A word synonymous with Cape Town and its annual minstrel carnival, Goema is derived from the beat played on the Goema drum and many would say it is to Cape Town what Samba is to Brazil. The Goema beat is influenced both by the Khoi and the slaves from South Asia and Africa, both of whom had influence on Cape Town in the past. It also bears a similarity to a beat found in Kerala in southern India, though Goema has a distinct African texture.
The documentary Mama Goema: The Cape Town Beat in Five Movements which screened recently at the Tri Continental Film Festival, endeavours to tell the story of Goema in an all-inclusive narrative which posits the sound as a product of the Cape Town potjie, a brew as old as Cape Town itself.

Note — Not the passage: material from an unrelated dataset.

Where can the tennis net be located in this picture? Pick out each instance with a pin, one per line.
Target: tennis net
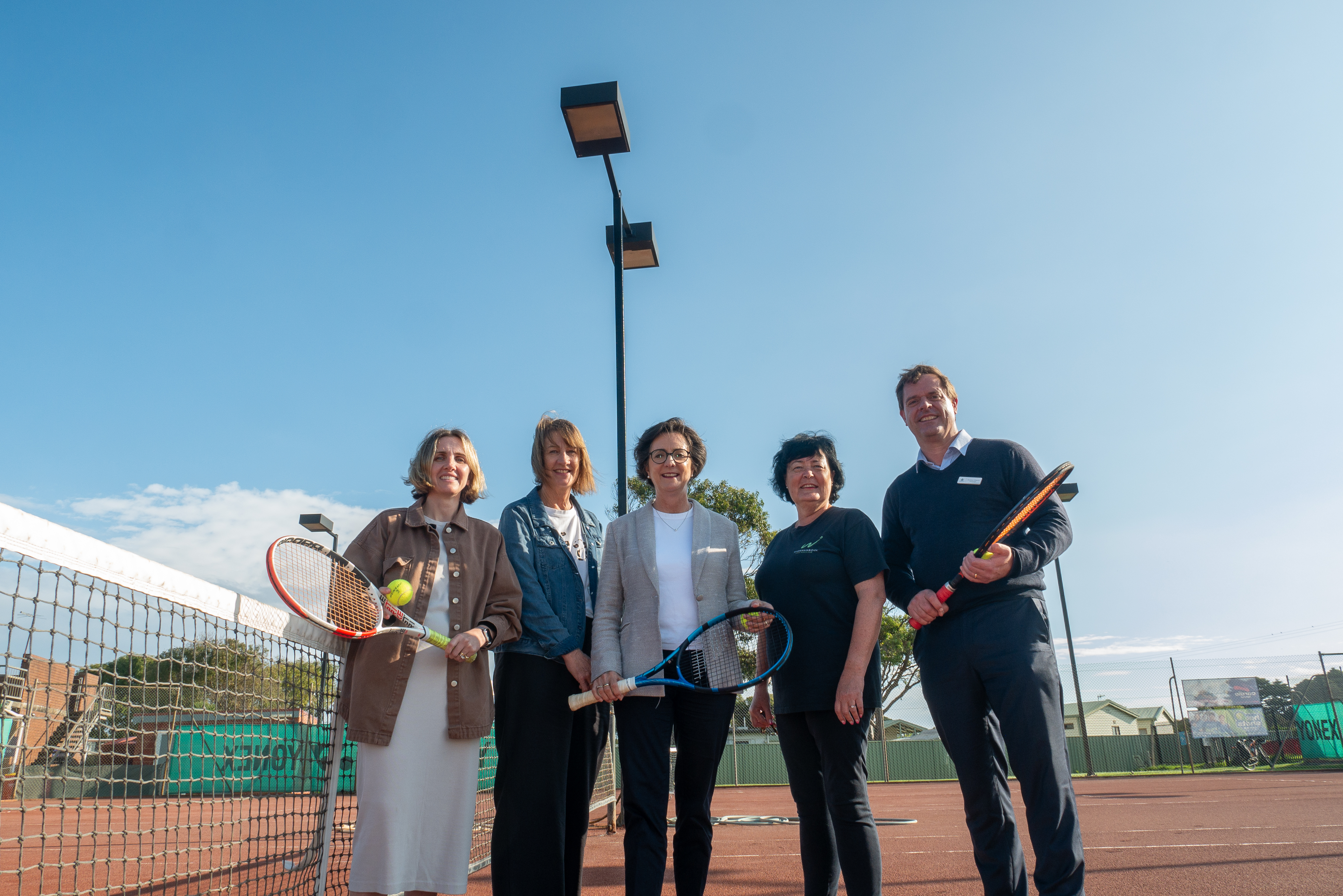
(164, 735)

What is made clear from the outset is that the potjie is constantly being stirred, with new flavours added as the city evolves. The Carnival is without doubt the oldest and most recognizable manifestation with its roots in the history of slavery and colonialism in the Cape. The film however is directed more toward more recent mutations including the Cape Jazz avant-garde led by the eminent pianist Kyle Shepherd and the orchestral experimentation of “Goema Captain” Mac McKenzie.
The film is divided into five chapters with mini-narratives that are both visually and thematically strong. A host of music commentators including Neo Muyanga and Ian Harris enrich the theorising of Goema as both a traditional beat and an evolving form. Songstress Ernestine Deane even claims to be “living a Goema life”.
The highlight of the film comes with the nod to The Genuines, a little known 80’s Goema-rock band started by Mac McKenzie and Hilton Schilder who used the platform of rock music to push political agendas during the height of Apartheid. Their driving track ‘Struggle’ is a prime example of how rock helped the Goema beat to infiltrate the mainstream.
Yet where is Goema today? The inroads made by The Genuines and a generation of musicians such Robbie Jansen and Abdullah Ibrahim have not translated into the growth of appreciative audiences as might have been expected. Unlike the music of Sergio Mendes and Tom Jobim which established Samba and Bossa Nova as quintessential Brazillian sounds, there is no consensus of Goema being the sound of Cape Town.
Yet there is still a strong following. The Q&A discussion following the screening of the film was dominated by none other than Mac Mckenzie and resembled a strategic planning session as the audience engaged ideas on how to promote Goema beyond the documentary. Conceding that it is still a grass-roots movement, directors Angela Ramirez, Calum MacNaughton and Sara Gouveia described the need to develop a Goema lexicon – a way of speaking about this music which fosters acceptance. That Goema stalwart McKenzie was handing out flyers for his next gig is a testament to how far this story still needs to go.
What Mama Goema confirms are the vast kists of knowledge which are yet to be properly unpacked and acknowledged in South Africa. As much as Mama Goema is a celebration it is also a reminder of a musical knowledge that has been alienated from the various communities who have influenced it. The film is therefore also an important historical document and a must see for all who call this beautiful city home.
Mama Goema can be seen during the Tri-Continental Film Festival at the Cinema Nouveau in the Waterfront, 16 – 23 September.